Thoughts on Prop 64
As an African American business leader in the cannabis industry, I believe it is important that I express my support for Proposition 64. As with any legislation that is developed by private citizens based on personal and public interests, there are undeniable flaws. However, as California citizens, we cannot get lost in the minutiae of its legalization and realize that the once unobtainable goal of cannabis legalization is at the precipice. State prohibition, as we know it will end. This has been a goal of cannabis advocates for over a half a century, and those who have been incarcerated, denigrated, ostracized for their love of this plant paved the way for today.
There are many in medicinal cannabis community who feel that this will destroy the cannabis culture that Prop 215 pioneers navigated. I disagree with this argument and put myself at philosophical odds with many of my friends, peers, and colleagues. Medicinal cannabis has had a profitable and powerful place in the legalization movement and we should all acknowledge the courage and financial commitment to take on the federal government. These trailblazers have risked it all, with the fear of losing everything they have built and believe in. Medicinal cannabis tax dollars have invigorated communities and brought in new businesses and innovation.
As a result of this struggle, the cannabis industry created a very insular community. The cannabis industry has been all about relationships and working with people you trust. Outsiders are looked on with suspicion and trepidation. So newcomers to the industry who are looking to create businesses in cannabis are on the outside of the bubble where money, politics, and opportunity are passed along with those you know.
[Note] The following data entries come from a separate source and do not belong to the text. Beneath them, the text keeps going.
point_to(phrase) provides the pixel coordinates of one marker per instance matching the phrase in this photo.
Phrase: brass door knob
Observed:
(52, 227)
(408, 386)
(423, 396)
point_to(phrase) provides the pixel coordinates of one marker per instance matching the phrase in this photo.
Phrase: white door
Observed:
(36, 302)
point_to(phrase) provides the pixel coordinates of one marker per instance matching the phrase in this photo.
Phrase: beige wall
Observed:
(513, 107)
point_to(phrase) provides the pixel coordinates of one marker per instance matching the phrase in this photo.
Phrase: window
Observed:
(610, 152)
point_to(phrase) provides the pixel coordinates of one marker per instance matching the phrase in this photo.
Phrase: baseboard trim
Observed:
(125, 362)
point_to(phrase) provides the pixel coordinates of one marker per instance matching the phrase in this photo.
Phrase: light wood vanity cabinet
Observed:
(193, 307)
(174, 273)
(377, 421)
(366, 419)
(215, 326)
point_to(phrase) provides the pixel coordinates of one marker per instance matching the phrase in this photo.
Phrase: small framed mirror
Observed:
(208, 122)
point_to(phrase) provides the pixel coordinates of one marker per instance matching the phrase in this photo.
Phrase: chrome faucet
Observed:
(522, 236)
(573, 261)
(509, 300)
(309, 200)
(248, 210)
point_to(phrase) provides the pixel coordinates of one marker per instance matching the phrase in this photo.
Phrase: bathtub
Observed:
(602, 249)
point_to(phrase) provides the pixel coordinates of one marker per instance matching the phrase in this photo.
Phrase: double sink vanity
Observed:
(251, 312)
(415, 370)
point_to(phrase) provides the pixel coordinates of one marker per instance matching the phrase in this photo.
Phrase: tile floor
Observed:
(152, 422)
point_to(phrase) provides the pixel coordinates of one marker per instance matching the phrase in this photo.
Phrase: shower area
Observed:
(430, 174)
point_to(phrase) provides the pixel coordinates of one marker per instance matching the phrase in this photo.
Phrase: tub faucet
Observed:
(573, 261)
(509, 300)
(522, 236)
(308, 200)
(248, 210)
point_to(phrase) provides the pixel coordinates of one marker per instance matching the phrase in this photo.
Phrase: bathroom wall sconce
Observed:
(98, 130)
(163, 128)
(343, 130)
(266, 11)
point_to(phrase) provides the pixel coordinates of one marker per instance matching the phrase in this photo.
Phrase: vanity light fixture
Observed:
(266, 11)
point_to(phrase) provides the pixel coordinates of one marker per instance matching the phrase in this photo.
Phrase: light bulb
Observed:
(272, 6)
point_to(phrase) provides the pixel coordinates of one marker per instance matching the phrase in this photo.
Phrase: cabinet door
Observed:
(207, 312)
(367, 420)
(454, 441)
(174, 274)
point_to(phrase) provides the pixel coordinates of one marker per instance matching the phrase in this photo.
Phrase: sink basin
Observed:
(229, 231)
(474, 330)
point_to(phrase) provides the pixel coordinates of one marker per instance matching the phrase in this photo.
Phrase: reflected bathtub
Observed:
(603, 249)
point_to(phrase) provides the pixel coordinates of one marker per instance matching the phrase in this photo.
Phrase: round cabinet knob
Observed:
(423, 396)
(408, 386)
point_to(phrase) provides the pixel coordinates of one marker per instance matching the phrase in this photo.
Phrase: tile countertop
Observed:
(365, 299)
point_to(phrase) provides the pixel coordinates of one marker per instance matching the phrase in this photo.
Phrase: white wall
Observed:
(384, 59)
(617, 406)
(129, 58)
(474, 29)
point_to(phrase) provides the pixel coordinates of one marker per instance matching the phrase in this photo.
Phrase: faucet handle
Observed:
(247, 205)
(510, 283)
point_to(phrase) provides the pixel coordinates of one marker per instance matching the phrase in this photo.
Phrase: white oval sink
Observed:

There is another larger cannabis world out there. Where most people in the cannabis industry have been forced to operate. Only 1.5% of California’s population has a cannabis prescription. There are so many new cannabis people out there, they just don't know it yet. Through recreational cannabis, we will be able to reach many more people who might not have been comfortable being on lists or required to carry papers; people who have not thought that cannabis could serve a purpose in their lives.
It would be remiss for me not to mention those political prisoners, cannabis entrepreneurs and distributors who have not been wrapped in the warmer glow of medicinal cannabis and the legal status this industry provides. With this new legal status, opportunity for cannabis entrepreneurs and for innovation in cannabis will exponentially expand. Cannabis and its new and old users can shake the stigma of a schedule 1 illegal substance and use cannabis for its many medicinal and recreational uses.
Today, the cannabis industry gets bigger, the culture expands, it adapts. This movement is bigger than one city, person or one dispensary. This is about cannabis and its users, new and old, medicinal or recreational, receiving the acceptance and legal protection we all deserve.